Rebecca Hahn grew up in Iowa, attended college in Minnesota, and soon afterward moved to New York City, where she worked in book publishing and wrote A Creature of Moonlight on the side. She now lives in California. Visit her at www.rebeccahahnbooks.com.

Excerpt. © Reprinted by permission. All rights reserved.:

ONE

All summer long the villagers have been talking of the woods.
   Even those living many hills away can see it: their crops are disappearing; their land is shrinking by the day. We hear story after story. One evening a well will be standing untouched, a good twenty feet from the shade, and when the farmer’s daughter goes to draw water in the morning, there will be nothing left but a pile of stones and a new tree or three growing out of the rubble. And all along beside it, the woods stretch on and on, where no woods were the night before.
   In years gone past, this happened now and again: a goatherd would complain of his flock’s favorite hill being eaten by shadows and trunks, or a shed alongside the trees would rust overnight and be crawling with vines in the morning. But just as often, an old fence was uncovered by the woods as they retreated, or a long-lost watering hole suddenly appeared again, where it hadn’t been for near fifty years. The woods come and they go, like the sun, like the wind, like the seasons. It isn’t something to fret about, not in a fearful way. The farmers have always complained of it, but they’ve never talked of it as they are talking now of this advance.
   This year, the trees do not go; they only come, on and on, and rumors from all over our land say the same. They are folding in around us.
   It terrifies the villagers something fierce. When they come to bring our supplies or to buy some flowers, they mutter about it with my Gramps. I see them shaking their heads, twisting their caps in their hands. Gramps tells them it’s nothing to worry about, that the trees will take themselves back again, just as they always do.
   They listen to him. When he talks, it’s as if they forget the state of his legs and see only the calm on his face, hear only the slow, measured way he has with words. They leave more peaceful than they were when they came. They leave less worried about the creeping trees.
   When they’ve gone, though, I see my Gramps sigh. I see him look sideways at me where I’m leaning against the porch rail, as if I won’t notice that way. As if I don’t already know he frets more than he’d ever let on. There’s no one like my Gramps for fretting. Any sickness going around, any rumor of bandits—I see those eyebrows drawing in tight. He’ll not talk about it, maybe, but he worries, more and more the less he can do.

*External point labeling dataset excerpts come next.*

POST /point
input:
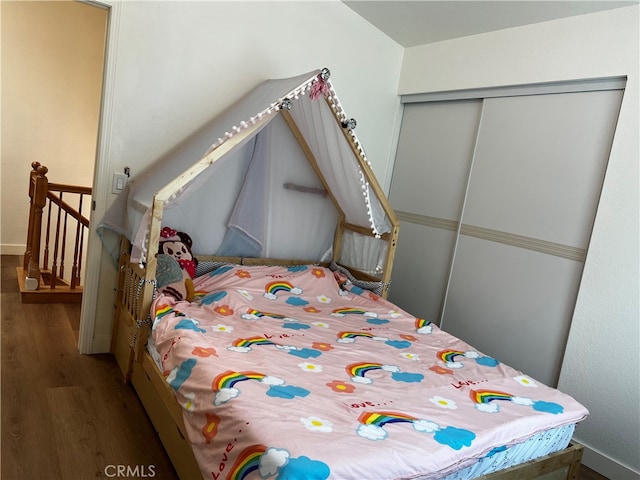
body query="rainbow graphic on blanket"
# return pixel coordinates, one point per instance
(486, 396)
(247, 462)
(448, 356)
(229, 378)
(258, 313)
(380, 419)
(354, 335)
(361, 369)
(249, 342)
(163, 310)
(339, 312)
(421, 322)
(278, 286)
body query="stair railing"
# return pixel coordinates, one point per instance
(62, 218)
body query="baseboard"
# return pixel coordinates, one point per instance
(101, 344)
(606, 466)
(12, 249)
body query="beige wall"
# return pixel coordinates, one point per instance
(601, 367)
(52, 59)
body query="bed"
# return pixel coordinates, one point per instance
(285, 360)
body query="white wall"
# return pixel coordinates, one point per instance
(174, 65)
(601, 367)
(52, 61)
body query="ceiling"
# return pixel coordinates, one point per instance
(419, 22)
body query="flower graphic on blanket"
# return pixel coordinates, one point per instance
(372, 427)
(224, 386)
(224, 310)
(210, 429)
(484, 401)
(423, 326)
(350, 337)
(341, 312)
(341, 387)
(443, 402)
(525, 381)
(316, 424)
(318, 273)
(269, 461)
(272, 289)
(358, 371)
(449, 356)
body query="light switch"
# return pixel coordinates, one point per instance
(119, 182)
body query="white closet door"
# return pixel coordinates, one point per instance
(533, 192)
(436, 145)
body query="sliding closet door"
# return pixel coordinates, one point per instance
(436, 146)
(534, 187)
(497, 193)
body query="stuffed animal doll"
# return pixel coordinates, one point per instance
(176, 265)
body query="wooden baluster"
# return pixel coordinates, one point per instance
(54, 263)
(40, 187)
(63, 250)
(45, 261)
(32, 183)
(74, 269)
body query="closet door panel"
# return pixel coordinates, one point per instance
(513, 304)
(423, 255)
(433, 158)
(427, 193)
(540, 164)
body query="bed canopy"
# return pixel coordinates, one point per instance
(280, 174)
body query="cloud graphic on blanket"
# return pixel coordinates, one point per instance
(272, 289)
(269, 461)
(372, 427)
(224, 386)
(357, 372)
(253, 314)
(179, 375)
(449, 356)
(483, 400)
(213, 297)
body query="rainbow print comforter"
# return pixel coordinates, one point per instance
(285, 373)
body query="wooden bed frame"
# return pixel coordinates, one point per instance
(130, 333)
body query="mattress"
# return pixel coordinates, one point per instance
(293, 373)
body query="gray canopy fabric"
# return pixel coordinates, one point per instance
(243, 185)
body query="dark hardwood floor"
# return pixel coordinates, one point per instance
(66, 415)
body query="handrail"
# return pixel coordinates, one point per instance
(49, 196)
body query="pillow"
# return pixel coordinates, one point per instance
(373, 286)
(172, 279)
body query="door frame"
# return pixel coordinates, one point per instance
(99, 195)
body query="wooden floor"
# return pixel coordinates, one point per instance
(66, 415)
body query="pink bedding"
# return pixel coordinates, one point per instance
(282, 374)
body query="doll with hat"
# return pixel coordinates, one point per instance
(176, 265)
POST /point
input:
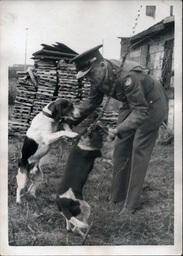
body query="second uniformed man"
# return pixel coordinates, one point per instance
(144, 107)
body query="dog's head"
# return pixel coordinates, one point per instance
(95, 135)
(61, 109)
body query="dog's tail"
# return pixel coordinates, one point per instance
(80, 224)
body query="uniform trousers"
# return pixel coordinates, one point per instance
(131, 156)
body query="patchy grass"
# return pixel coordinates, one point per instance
(38, 222)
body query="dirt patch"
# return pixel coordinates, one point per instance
(38, 222)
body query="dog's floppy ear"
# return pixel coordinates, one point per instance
(60, 108)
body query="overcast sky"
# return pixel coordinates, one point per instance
(79, 24)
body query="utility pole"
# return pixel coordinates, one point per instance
(26, 43)
(103, 47)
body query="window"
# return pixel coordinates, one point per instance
(150, 10)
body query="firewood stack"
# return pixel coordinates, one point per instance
(52, 76)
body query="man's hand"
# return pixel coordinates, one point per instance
(112, 133)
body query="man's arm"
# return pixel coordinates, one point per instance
(89, 105)
(137, 102)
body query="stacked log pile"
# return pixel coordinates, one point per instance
(26, 93)
(52, 76)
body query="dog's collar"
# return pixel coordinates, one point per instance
(47, 114)
(85, 147)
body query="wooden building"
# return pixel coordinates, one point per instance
(154, 48)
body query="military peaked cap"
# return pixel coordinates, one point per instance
(85, 60)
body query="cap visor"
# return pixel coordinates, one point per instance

   Well, and this time, could be there’s something to it. Since I was small, since we lived here and made ourselves the flower people to keep from getting our heads chopped off, Gramps has warned me not to wander into the trees that push up right against our place—out back, beyond the flowers and paths and bushes, over the low stone wall that rings around our garden. But out here, living so close, it would be near impossible not to follow my curiosity over that wall, and I’ve had years to be curious. My Gramps doesn’t realize—I only go when he’s not looking—how well I’ve always known our woods.

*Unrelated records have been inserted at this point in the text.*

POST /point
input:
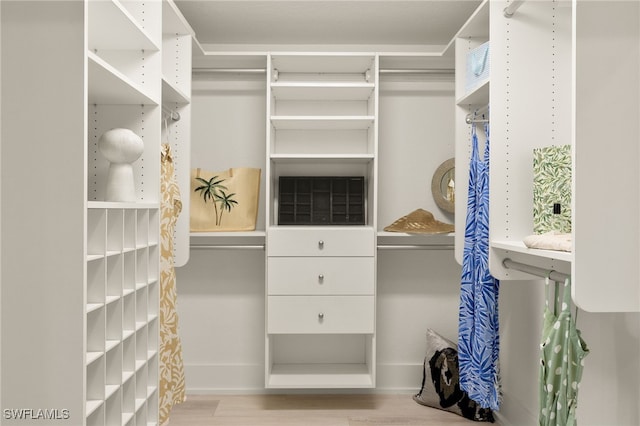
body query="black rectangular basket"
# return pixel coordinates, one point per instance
(321, 200)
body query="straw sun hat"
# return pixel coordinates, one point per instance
(419, 222)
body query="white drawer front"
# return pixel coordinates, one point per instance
(320, 314)
(334, 241)
(320, 275)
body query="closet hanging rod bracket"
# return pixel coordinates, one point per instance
(534, 270)
(173, 115)
(510, 10)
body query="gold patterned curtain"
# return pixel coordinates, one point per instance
(172, 388)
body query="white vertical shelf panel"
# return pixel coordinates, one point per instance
(177, 41)
(530, 108)
(471, 35)
(606, 156)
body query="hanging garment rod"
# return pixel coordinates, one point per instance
(416, 247)
(511, 9)
(534, 270)
(227, 247)
(382, 71)
(229, 70)
(418, 71)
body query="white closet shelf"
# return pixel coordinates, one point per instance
(391, 239)
(107, 85)
(119, 205)
(313, 158)
(319, 63)
(318, 376)
(336, 91)
(477, 96)
(172, 93)
(173, 22)
(114, 28)
(227, 239)
(322, 122)
(519, 247)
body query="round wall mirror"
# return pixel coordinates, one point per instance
(443, 185)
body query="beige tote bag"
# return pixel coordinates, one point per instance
(224, 201)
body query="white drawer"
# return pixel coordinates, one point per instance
(320, 275)
(320, 241)
(320, 314)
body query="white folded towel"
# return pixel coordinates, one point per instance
(552, 240)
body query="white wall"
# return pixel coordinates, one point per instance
(221, 292)
(610, 388)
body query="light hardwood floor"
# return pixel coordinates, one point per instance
(309, 410)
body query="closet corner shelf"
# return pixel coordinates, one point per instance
(223, 239)
(478, 96)
(173, 22)
(121, 205)
(107, 85)
(172, 93)
(107, 15)
(405, 240)
(519, 247)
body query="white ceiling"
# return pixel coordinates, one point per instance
(343, 22)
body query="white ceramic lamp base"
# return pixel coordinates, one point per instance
(121, 147)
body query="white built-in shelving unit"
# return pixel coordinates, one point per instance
(469, 99)
(605, 72)
(322, 110)
(544, 71)
(88, 306)
(526, 97)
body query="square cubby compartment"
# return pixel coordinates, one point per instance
(321, 200)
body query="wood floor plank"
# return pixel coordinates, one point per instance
(309, 410)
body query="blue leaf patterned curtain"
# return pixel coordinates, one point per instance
(478, 333)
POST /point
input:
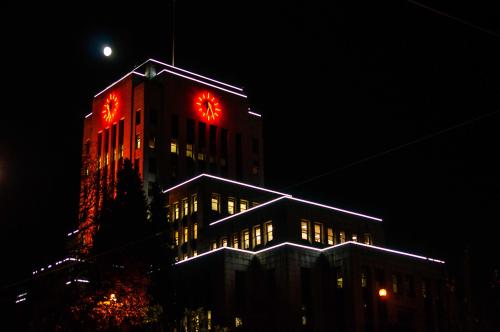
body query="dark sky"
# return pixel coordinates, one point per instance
(336, 83)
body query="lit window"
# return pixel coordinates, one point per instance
(342, 236)
(257, 235)
(304, 229)
(173, 147)
(340, 280)
(246, 239)
(137, 141)
(215, 202)
(152, 142)
(330, 236)
(368, 239)
(189, 150)
(176, 211)
(269, 231)
(243, 205)
(364, 281)
(395, 283)
(230, 205)
(185, 207)
(317, 233)
(194, 203)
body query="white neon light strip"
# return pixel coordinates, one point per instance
(334, 208)
(118, 81)
(246, 211)
(256, 114)
(194, 79)
(314, 249)
(189, 72)
(225, 180)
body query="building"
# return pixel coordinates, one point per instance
(253, 258)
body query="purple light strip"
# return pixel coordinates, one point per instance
(225, 180)
(314, 249)
(205, 83)
(189, 72)
(256, 114)
(334, 208)
(113, 84)
(248, 210)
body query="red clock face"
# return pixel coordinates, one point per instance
(110, 107)
(208, 106)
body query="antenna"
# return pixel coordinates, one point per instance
(173, 33)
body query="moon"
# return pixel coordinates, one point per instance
(107, 51)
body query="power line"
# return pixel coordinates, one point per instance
(393, 149)
(457, 19)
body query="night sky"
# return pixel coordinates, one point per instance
(336, 84)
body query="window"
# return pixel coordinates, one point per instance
(215, 202)
(175, 126)
(342, 236)
(395, 283)
(152, 142)
(176, 211)
(304, 229)
(152, 165)
(317, 232)
(246, 239)
(189, 150)
(368, 239)
(340, 279)
(173, 147)
(257, 236)
(230, 205)
(185, 207)
(138, 117)
(330, 236)
(194, 203)
(137, 141)
(255, 145)
(364, 280)
(269, 231)
(243, 205)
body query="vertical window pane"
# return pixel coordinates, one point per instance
(304, 229)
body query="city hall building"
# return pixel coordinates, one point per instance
(255, 259)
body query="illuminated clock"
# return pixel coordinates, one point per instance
(208, 106)
(110, 107)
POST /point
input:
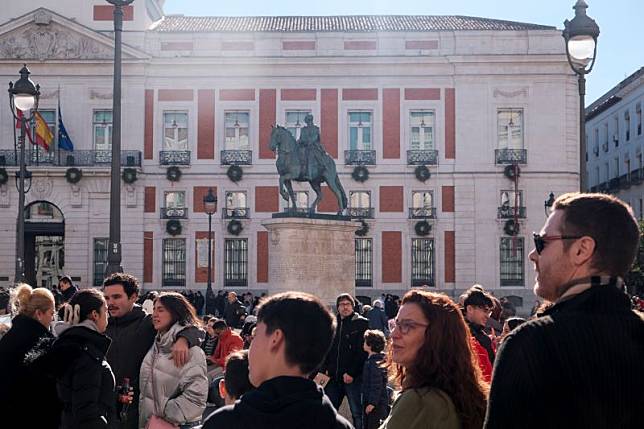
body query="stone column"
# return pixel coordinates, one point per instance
(316, 256)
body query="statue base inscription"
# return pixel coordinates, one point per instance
(316, 256)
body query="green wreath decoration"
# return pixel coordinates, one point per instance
(422, 227)
(173, 174)
(129, 175)
(235, 227)
(511, 227)
(360, 174)
(363, 230)
(73, 175)
(512, 171)
(4, 177)
(422, 173)
(235, 173)
(173, 227)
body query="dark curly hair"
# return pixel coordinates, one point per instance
(445, 360)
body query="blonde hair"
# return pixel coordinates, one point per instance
(25, 300)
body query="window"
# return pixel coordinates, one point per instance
(422, 262)
(102, 124)
(175, 199)
(364, 262)
(295, 121)
(421, 123)
(100, 260)
(360, 131)
(174, 262)
(360, 199)
(236, 262)
(510, 128)
(236, 204)
(512, 261)
(236, 124)
(175, 131)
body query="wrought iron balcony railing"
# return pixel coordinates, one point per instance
(360, 212)
(235, 213)
(236, 157)
(511, 156)
(174, 212)
(174, 157)
(77, 158)
(507, 212)
(360, 157)
(422, 213)
(422, 157)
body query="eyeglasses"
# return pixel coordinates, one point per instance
(541, 240)
(404, 326)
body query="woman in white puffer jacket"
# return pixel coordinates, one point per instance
(176, 395)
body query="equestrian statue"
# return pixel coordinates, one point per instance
(305, 160)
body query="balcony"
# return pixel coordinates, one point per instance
(613, 184)
(360, 212)
(422, 213)
(236, 157)
(360, 157)
(511, 156)
(77, 158)
(422, 157)
(507, 212)
(174, 157)
(174, 212)
(235, 213)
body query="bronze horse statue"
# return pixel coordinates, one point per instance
(321, 169)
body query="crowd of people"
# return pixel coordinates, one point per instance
(121, 358)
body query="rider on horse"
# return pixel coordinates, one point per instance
(310, 148)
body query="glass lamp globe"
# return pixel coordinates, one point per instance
(24, 102)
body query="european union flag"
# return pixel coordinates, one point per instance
(64, 142)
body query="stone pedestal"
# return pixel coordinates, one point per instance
(316, 256)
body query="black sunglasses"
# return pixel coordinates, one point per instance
(541, 240)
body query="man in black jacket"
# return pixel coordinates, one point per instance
(132, 334)
(346, 358)
(294, 332)
(580, 363)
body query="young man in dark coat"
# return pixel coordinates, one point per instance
(234, 311)
(294, 332)
(346, 358)
(580, 363)
(132, 334)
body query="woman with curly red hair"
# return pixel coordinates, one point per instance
(432, 362)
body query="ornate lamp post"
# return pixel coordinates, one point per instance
(114, 248)
(581, 35)
(210, 207)
(23, 96)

   There’s not much Gramps could do to stop me, stuck as he is in his chair, needing me for every little thing. Oh, he could yell, and if I didn’t come running, he could get himself up with his cane and wobble out the back, and if I wasn’t there, he could tear me down something wretched when he saw me returning. But I don’t go so far that I can’t hear my Gramps’s voice. Not just because I’m avoiding trouble. Not just because I don’t want to scare him, neither, though those are both good reasons. What if something were to happen to Gramps and I wasn’t there to pick him off the floor or run for help? or what if the king decided that today was the day he’d stop tolerating those flower people, and he sent some men and horses down, and I wasn’t there to scream and scratch until they killed me for my Gramps?
   So Gramps doesn’t know how often I go to the woods.
   There are all the things you would think of living there: rabbits and squirrels and hedgehogs and, late in the evening, bats. The trees are spaced out like they must want to be. Nobody comes to chop them down. Nobody stops them from spreading apart or smothering each other or dropping their needles just as they please, in patterns and swirls and such. I wouldn’t half mind being one of those trees. I reckon it’s a peaceful life, with nothing but the birds, the wind, and the sun for your company.
   It’s peaceful visiting them, wandering this way and that through their silent trunks, humming and thinking my own thoughts.
   There are other things there, too, things you wouldn’t expect.
   There’s a laugh behind a tree when nobody’s around to make it. A flash of red from branch to branch, like a spark from a fire, but nothing’s burning. A woman dressed in green, sitting alone on a log and knitting something out of nothing, out of leaves and grass and berries, out of sunshine. She looks up, and she has no eyes. Where her eyes should be there are lights like tiny suns, and she’s smiling, but I don’t know how, because she doesn’t have a mouth like anyone else’s, not that I can see. There’s just a mist all around her head, and those burning eyes looking right at me.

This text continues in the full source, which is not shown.